I glance at him. Michael’s the only one in the band who can say shit like that without it sounding like a Hallmark card.
He’s been the glue since day one—cracking jokes when rehearsals get tense, pulling all-nighters with Min-ho to fix choreo, checking in on Kai when he thinks no one’s watching.
He’s never once made me feel like the rich kid tagalong.
“Yeah,” I say. “I know.”
He nods once, satisfied. Then the grin’s back. “Cool. Now get your ass in gear. Tasha’s got the SUV waiting, and I’m not riding back to the hotel without my wingman. You staying at your folks’ place tonight?”
“Yeah. Dad’s got some barbecue thing tomorrow. Mom’s already texting me pics of the grill and pool like I might forget where the house is.”

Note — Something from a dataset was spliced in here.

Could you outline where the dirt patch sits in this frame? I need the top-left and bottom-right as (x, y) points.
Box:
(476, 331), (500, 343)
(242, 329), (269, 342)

“Fancy. Tell Dax I said hi. And ask him if he still has that signed Les Paul he owes me.”
I laugh. “Dream on.”
Michael grabs his bag, slings it higher. “Come on. Walk with me. I need to hear all about how Kai’s eyeliner game tonight almost made you forget your own name.”
“Fuck off,” I say, but I’m already falling into step beside him, shoulder to shoulder, the way we’ve done after a hundred shows.
He keeps teasing the whole way to the SUV—Kuca edits, fan theories, how Kai’s “brooding stare” is apparently “foreplay in slow motion.” I fire back with my own shit: his terrible post-show dance moves, the way he once tripped over his own mic cable mid-joke when it fell out of his holder.
We’re both laughing by the time we reach the others, the knot in my chest loosening just enough to breathe.
Michael’s good like that. He doesn’t let me stay in my head too long.
And tonight, I need that more than I want to admit.
Because even as I climb into the SUV, even as I text my mom On my way home, my mind keeps drifting back to one thing.
Kai’s eyes under those lights.
Dark. Sharp. Perfect. And the way, for one stupid second, I didn’t want to walk away. I shove it down again.
It’s nothing. Just the job. Just the show.